Na maior parte dos casos, os professores sabem que a relação entre os métodos da escola tradicional e a vida do século XXI está gasta e caduca. Os métodos da escola tradicional já pouco ou nada dizem à vida do século XXI. Contudo, os defensores da escola tradicional não querem pensar nisso, entraram em negação e preferem fingir que tudo é como dantes era. Perdem-se em sonhos de um passado idílico e não conseguem aceitar a realidade presente, gritam, esbracejam e entram em histerismo. Mas o facto é que, para a escola tradicional, tudo acabou. Não viveu feliz para sempre, para ela, o século XXI é demasiado tarde.
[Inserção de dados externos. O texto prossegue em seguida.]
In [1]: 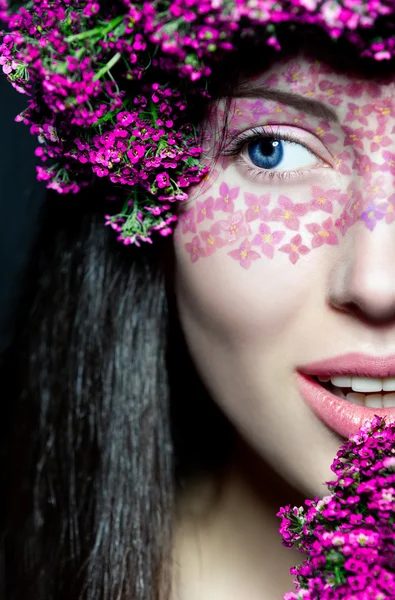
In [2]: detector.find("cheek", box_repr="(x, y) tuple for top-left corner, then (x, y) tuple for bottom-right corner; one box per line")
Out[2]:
(174, 185), (308, 354)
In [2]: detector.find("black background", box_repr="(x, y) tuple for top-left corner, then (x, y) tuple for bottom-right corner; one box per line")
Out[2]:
(0, 71), (46, 354)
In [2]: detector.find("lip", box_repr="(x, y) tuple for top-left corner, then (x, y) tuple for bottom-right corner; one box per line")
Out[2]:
(297, 352), (395, 378)
(296, 373), (395, 438)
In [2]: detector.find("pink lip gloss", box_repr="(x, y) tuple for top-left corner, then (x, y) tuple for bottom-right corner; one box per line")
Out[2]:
(296, 373), (395, 439)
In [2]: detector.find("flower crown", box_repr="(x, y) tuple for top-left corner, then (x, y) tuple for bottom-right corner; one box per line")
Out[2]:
(0, 0), (395, 246)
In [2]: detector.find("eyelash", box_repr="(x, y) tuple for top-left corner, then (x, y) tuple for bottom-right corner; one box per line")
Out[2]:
(222, 125), (325, 180)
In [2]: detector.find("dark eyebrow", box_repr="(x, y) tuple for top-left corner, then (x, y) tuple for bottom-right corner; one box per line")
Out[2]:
(232, 84), (339, 123)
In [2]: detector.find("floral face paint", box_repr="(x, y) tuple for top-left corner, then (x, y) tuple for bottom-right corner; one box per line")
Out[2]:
(174, 58), (395, 528)
(175, 55), (395, 269)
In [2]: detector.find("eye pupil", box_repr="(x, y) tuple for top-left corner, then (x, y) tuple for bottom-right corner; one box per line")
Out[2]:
(248, 138), (284, 169)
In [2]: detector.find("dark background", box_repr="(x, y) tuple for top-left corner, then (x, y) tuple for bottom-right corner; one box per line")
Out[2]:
(0, 71), (46, 355)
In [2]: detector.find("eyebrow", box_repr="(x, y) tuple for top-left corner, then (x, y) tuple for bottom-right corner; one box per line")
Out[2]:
(232, 84), (339, 123)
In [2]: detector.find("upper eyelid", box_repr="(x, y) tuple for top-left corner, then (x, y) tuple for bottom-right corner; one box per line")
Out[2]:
(225, 123), (335, 166)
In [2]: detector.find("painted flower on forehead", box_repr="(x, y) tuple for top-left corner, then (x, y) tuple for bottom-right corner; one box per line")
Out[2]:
(310, 185), (341, 213)
(228, 239), (260, 269)
(244, 192), (270, 222)
(0, 0), (395, 246)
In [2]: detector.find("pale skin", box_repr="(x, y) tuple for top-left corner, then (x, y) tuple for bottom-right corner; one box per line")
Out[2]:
(172, 57), (395, 600)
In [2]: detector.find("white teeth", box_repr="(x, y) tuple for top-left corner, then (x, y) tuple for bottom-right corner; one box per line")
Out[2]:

Em 1971, Carole King compôs e gravou uma canção intitulada “It’s too late”. A canção fala-nos de uma relação romântica que não acabou com o tradicional “e viveram felizes para sempre”. Com a passagem do tempo e com as mudanças que este sempre traz, a relação perdeu o sentido.
Quem quiser pode ir buscar o seu antigo livro da escola primária e as velhas fotos com os meninos e meninos de bata branca. Nós contribuímos com a canção “It’s too late” para criar uma atmosfera melancólica a todos os que ainda queiram derramar mais umas lágrimas de eterna saudade pela escola de outrora.